The lawsuit alleges that a lack of adequate training and supervision caseworkers receive about Fourth Amendment rights is a “deliberate choice” by ACS to encourage the widespread use of coercive tactics — and to press families to let them in without a court order. In 2020, a report commissioned by ACS itself found that caseworkers felt pressured to not tell parents their rights.

“ACS believes that the Fourth Amendment does not apply to the agency,” said another attorney for the plaintiffs, Audra Soloway of Paul, Weiss, Rifkind, Wharton & Garrison LLP. The lawsuit is also being brought by Emery Celli Brinckerhoff Abady Ward & Maazel LLP and the NYU School of Law Family Defense Clinic.

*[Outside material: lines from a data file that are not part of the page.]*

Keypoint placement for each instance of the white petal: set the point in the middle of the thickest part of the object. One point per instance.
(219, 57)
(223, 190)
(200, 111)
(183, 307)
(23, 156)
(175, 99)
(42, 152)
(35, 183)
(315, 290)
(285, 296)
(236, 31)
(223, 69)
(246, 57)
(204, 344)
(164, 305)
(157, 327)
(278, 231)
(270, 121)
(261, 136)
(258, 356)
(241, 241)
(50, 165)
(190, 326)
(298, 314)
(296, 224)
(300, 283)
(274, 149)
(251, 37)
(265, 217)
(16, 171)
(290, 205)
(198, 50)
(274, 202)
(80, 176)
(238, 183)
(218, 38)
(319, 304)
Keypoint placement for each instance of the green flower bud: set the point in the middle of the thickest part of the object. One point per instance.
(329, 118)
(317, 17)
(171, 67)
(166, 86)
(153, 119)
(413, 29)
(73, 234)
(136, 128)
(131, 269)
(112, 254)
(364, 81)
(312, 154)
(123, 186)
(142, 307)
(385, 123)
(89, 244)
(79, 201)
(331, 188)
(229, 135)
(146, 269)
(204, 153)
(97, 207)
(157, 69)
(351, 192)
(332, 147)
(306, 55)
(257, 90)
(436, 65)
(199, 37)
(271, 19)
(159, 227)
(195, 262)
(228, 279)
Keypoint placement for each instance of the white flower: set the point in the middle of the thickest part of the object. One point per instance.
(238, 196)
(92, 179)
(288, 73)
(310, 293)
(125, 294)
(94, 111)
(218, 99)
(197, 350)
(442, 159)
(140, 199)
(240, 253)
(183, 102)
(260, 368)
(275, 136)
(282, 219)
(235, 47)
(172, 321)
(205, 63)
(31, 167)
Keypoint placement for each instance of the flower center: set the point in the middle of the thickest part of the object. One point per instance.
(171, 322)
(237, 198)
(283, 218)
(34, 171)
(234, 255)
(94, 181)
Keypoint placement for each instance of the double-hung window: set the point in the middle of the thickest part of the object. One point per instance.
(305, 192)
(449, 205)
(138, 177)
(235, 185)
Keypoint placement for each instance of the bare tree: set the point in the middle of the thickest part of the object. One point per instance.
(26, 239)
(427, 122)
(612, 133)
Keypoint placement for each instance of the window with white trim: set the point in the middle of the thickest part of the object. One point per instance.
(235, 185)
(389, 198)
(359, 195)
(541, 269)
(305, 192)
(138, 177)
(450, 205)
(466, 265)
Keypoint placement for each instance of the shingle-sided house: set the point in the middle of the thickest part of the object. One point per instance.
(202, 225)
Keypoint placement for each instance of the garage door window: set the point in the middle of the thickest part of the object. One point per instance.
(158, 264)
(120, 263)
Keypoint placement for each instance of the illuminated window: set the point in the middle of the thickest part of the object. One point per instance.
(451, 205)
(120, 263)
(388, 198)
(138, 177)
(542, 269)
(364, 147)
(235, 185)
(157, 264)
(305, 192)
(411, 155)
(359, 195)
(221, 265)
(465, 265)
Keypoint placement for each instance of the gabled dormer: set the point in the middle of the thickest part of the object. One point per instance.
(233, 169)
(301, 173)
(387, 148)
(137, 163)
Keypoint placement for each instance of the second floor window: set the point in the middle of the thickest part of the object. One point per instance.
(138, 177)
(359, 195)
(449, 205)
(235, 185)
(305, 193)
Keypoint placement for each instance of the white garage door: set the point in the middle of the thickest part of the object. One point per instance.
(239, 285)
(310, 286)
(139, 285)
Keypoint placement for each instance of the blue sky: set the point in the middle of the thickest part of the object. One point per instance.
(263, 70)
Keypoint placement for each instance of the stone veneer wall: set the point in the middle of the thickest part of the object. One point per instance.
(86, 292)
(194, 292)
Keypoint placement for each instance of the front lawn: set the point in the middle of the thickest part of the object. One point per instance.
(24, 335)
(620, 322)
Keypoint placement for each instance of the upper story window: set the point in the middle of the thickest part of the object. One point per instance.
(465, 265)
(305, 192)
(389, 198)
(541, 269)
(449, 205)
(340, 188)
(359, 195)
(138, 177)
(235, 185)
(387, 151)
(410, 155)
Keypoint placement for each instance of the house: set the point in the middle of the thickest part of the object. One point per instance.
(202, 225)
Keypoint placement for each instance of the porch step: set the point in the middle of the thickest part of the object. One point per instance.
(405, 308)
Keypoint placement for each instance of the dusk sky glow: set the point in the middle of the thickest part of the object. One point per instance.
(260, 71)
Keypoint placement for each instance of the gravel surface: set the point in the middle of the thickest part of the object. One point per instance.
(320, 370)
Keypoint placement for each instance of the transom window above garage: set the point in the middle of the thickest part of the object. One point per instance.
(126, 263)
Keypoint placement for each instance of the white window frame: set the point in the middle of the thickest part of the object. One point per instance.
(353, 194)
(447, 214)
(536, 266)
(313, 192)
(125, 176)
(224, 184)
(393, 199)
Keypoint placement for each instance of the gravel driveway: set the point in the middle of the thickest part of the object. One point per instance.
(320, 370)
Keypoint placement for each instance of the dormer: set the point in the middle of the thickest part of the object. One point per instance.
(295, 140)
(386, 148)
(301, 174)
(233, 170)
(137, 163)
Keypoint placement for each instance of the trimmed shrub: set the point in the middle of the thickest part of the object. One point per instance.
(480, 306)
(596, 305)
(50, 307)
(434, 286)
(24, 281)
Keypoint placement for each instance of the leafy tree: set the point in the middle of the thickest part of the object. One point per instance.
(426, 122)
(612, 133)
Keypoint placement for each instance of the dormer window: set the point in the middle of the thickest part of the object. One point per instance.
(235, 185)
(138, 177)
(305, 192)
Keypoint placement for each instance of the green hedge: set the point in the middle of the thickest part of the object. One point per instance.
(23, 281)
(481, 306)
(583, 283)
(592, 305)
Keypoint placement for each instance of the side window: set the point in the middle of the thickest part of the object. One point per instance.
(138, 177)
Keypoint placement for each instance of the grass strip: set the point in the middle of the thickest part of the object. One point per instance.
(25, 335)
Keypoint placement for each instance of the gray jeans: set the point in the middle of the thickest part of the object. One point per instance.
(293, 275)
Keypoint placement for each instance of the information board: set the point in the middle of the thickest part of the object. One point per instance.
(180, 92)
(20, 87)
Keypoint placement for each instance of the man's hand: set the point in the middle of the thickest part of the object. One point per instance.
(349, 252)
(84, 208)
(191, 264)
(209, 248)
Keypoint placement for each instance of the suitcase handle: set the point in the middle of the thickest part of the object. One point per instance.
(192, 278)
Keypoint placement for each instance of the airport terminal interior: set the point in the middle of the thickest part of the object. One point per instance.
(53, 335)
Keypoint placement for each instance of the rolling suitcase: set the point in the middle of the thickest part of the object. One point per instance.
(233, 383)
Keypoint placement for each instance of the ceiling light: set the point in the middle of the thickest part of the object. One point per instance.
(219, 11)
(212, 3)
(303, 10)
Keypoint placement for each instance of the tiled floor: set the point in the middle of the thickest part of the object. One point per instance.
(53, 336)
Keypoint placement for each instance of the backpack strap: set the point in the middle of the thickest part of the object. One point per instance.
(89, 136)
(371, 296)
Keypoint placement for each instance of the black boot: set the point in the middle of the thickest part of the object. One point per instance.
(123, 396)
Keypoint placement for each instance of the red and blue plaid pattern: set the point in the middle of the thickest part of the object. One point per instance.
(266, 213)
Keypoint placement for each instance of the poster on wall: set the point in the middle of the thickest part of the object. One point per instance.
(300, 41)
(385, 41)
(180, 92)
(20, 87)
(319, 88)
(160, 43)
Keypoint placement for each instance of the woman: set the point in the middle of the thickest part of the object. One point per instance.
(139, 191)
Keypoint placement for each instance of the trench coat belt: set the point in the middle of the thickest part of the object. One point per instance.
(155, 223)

The trauma inflicted by home searches disproportionately falls on Black and Hispanic families, who each year make up the majority of cases ACS investigates. A Black child in the city has a 50-50 chance of being subjected to a child welfare probe, court documents show.

Warmington, who is Black, said her family will “forever” be negatively impacted by ACS.

“It is a slap in the face,” she said, “when the agency assigned to help us only succeeds in doing more harm.”